Tuesday, August 23, 2011

Why Middle East Peace Talks Alway Fail

There have been numerous attempts to mediate the Israeli-Palestinian conflict, and each and every one of them had failed.  Since Gunnar Jarring in the 1970's, all mediators have arrived energetic and hopeful, reported swift progress, yet failed to reach any substantial agreement.  Even the Camp David accord and the Oslo agreement, which were accompanied by practical arrangements on the ground, had failed to achieve anything near to a lasting peace.

It seems to me that the main reason that all mediators fail, is that they are trying to solve the wrong problem.  They listen to both sides, and try to form an agreement that would redress the wishes of both sides as they express them -- namely, peace and security for Israel, freedom and independence for the Palestinians.  This is the substantial mistake: while these items may well be on the opponents' "nice to have" list, these are not what they really want, therefore no agreement which any mediator can formulate on this basis, would ever solve the problem.
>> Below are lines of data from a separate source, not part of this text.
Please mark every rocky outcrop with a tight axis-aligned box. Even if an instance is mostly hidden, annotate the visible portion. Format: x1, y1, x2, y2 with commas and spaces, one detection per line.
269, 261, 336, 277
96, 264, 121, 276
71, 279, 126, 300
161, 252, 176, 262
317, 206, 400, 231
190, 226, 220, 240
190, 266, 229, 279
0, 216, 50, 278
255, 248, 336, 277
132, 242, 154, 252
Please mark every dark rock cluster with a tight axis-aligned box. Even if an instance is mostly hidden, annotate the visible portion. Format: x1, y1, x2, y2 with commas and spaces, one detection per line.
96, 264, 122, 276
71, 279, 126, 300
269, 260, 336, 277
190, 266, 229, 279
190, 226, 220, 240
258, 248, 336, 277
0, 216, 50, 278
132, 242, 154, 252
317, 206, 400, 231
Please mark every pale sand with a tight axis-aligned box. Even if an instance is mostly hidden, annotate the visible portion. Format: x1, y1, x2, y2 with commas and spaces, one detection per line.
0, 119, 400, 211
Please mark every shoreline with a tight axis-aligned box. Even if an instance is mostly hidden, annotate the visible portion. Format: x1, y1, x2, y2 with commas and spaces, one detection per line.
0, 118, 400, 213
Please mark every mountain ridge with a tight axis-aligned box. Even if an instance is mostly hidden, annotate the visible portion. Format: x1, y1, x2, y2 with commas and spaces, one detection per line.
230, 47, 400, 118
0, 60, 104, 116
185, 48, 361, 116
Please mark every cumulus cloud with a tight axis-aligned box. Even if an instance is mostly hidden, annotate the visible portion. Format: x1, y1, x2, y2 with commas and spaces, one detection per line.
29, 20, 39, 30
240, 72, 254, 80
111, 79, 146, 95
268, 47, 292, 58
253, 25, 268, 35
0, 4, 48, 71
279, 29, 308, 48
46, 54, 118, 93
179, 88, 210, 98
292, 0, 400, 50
So what do the warring parties really wish for?  Judged by their behavior rather than their talk, each side wishes for no less than the complete conceptual and physical elimination of their opponents.  This does not necessarily mean that they intend mass genocide (though some extremists on both sides do), but even people who seem to be otherwise sane and rational, behave as if they'd wake up one morning -- in the rather near future -- to find the other people gone, and have the country to themselves.  In this frame of mind, any agreement is viewed as at best a passing nuisance, to be ignored until it goes away.
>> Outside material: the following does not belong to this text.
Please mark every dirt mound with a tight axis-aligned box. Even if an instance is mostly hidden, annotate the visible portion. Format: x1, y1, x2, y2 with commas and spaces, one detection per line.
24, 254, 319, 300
The source of this seemingly strange aspiration is that it had actually been achieved at one point in the past!  In 1948, after fighting had subsided, about 50% to 70% of the Arab population of the areas which ended up in Israeli hands, was gone.  On the other hand, it is a less publicized fact that of the Jewish population who had lived in areas which ended up under Arab control (Jordan and Egypt), exactly 100% were gone (that's the only case I know of in history of a perfect ethnic cleansing).
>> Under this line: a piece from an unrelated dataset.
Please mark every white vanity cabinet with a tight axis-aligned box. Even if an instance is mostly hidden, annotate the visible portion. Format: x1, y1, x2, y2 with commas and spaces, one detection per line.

I am not completely despaired though.  Our late former foreign minister Abba Eban used to say, "peoples and states would behave rationally, but only after having exhausted all other possibilities".  I think both sides are pretty close to the end of their rope, so at least mainstream leaders may be persuaded to enter some practical agreement; the pact just has to be presented as a temporary arrangement to ensure that it lasts.